Çalışmaların devam etmesiyle yeni bulgulara ulaşmanın mümkün olabileceğini dile getiren Yavuz, “Örme taş sütün ise tek başına durmakla birlikte evveliyatında muhtemelen bir mekan ile bağlantılıydı. Biz avlu şeklinde bir yapı mı vardı diye düşündük ama şuana kadar devamı niteliğinde veya karşılığında ikinci bir ayağa rastlayamadık. Çalışmaları o tarafa doğru kaydırmak daha mantıklı. M.S. 117-118 tarihlerine denk geliyor. Hadrianus zamanında Trabzon’un önemli imar faaliyetlerine sahne olduğunu biliyoruz. dedi.
Konuşmasının devamında Yavuz, Kısa ve dar kapsamlı çalışmada ilk önemli keşfimiz Hadrianus dönemine ait olduğu. Sur duvarının doğu kısmında bir hendek duvarı söz konusu. Kısmen tahrip olmuş çok yapılaşma geçirmiş. Hadrianus dönenime tarihlendirdiğimiz su yapısından haberimiz yok. Bu Trabzon için önemli bir keşif. Trabzon’un tarihi için yeni bir bulgu. Bundan sonraki çalışmaları devam ettiği taktirde yeni bulgulara ulaşmak mümkün. Şuana kadar Trabzon’un tarihsel olarak 4-5 bin yıllık gibi bir tarihi geçmişinden söz ediliyor ama ortada o döneme ait somut bir takım şeyler yok gibiydi. Bu çalışma ortaya çıkan eserler en azından Roma döneminde burada iyi bir imar ve iskan faaliyetinin yapıldığını yani İmparatorluk anlayışı ile yapıldığını İmparatorluğunun diğer bölgelerdeki anlayışı ile buradaki çok fazla fark olmadığını gördük. şeklinde konuştu.

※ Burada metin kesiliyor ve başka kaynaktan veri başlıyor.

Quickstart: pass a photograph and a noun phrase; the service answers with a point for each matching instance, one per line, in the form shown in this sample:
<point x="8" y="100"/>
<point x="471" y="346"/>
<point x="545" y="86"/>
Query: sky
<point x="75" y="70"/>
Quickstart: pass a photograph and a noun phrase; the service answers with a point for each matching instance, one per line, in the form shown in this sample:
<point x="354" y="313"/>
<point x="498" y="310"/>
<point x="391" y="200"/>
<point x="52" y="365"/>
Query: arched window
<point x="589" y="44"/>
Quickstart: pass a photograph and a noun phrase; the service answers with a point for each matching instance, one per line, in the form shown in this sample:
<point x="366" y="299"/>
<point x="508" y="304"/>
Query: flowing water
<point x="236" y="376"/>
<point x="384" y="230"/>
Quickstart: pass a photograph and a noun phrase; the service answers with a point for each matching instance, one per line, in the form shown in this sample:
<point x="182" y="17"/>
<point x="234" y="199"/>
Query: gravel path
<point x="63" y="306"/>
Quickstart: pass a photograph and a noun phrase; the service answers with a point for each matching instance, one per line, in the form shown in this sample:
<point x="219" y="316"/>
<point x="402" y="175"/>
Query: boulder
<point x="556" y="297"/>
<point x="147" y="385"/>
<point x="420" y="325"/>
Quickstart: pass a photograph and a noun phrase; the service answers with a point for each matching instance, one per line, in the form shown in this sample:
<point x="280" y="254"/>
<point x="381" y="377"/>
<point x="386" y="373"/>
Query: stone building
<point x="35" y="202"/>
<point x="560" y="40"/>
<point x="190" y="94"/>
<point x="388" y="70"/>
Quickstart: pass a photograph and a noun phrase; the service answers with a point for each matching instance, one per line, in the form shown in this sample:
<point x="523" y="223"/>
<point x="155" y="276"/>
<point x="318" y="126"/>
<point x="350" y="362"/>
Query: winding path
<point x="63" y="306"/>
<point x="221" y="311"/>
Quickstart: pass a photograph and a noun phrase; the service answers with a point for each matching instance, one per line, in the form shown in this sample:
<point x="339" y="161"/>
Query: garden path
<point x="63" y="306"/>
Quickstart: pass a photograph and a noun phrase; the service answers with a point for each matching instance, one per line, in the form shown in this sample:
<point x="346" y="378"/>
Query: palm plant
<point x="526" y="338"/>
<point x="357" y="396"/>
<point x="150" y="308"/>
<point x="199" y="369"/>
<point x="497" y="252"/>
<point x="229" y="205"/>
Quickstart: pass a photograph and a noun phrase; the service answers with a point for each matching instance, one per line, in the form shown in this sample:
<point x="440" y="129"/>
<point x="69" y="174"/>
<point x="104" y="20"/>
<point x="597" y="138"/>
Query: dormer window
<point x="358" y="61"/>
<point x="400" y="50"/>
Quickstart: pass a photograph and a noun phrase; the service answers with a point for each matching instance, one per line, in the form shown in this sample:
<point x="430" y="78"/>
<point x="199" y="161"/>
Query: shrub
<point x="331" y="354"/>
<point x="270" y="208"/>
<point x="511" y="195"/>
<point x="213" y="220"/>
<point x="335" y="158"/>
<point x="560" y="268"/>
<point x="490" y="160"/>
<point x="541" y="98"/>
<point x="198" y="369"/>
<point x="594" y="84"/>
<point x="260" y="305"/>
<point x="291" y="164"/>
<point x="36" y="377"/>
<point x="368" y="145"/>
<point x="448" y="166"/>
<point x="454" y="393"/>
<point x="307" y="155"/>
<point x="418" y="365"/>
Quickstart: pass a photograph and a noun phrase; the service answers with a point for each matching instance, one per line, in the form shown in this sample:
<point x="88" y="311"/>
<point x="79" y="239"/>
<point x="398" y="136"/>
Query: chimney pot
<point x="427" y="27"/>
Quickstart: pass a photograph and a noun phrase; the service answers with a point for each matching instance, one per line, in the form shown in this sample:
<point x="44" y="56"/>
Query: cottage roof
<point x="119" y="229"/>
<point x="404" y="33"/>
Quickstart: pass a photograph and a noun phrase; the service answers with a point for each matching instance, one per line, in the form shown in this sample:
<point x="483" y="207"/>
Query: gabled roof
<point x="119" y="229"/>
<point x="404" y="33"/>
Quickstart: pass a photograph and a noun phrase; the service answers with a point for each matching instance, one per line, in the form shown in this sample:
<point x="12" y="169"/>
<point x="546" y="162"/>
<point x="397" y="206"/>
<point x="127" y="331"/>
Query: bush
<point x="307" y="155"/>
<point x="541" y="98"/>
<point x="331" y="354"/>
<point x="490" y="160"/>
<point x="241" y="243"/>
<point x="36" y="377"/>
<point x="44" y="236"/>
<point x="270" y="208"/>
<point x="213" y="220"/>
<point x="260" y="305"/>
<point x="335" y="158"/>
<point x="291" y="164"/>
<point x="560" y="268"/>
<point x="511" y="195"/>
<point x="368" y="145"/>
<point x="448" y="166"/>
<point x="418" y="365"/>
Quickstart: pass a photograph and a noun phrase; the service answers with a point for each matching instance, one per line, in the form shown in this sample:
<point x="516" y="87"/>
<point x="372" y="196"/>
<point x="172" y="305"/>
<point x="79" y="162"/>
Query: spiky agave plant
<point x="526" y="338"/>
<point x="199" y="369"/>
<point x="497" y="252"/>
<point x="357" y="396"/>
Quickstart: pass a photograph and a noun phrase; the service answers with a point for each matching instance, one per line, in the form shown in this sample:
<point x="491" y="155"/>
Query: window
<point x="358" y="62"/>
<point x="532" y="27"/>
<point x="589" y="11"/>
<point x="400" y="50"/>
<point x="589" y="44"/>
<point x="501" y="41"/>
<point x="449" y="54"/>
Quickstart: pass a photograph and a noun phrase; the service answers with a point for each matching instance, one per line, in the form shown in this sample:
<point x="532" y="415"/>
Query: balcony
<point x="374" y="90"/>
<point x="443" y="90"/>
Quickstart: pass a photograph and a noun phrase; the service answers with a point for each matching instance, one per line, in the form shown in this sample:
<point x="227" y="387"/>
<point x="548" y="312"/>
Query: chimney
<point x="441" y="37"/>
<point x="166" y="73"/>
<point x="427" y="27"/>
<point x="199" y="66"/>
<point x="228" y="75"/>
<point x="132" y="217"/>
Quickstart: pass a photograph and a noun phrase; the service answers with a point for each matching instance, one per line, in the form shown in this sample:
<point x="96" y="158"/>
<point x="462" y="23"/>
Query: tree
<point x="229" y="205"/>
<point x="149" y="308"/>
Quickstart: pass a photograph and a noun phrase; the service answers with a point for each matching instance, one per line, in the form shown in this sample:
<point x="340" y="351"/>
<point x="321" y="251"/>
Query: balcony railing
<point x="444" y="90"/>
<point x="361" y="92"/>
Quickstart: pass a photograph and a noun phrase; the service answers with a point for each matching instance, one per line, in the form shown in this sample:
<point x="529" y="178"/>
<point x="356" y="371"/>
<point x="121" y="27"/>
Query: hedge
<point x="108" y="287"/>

Mimari teknik açıdan uygulanan yöntem açısından aynı özellikleri gösterdiğini açıklayan Yavuz, Bu çalışmalar genişletilirse belki bir kurtarma veya sistematik kazıya dönüştürülse alanında tamamına bakıldığında hem güney hem de kuzey istikametinde daha farklı ve zengin bulgulara ulaşılabileceği muhtemeldir” ifadelerini kullandı.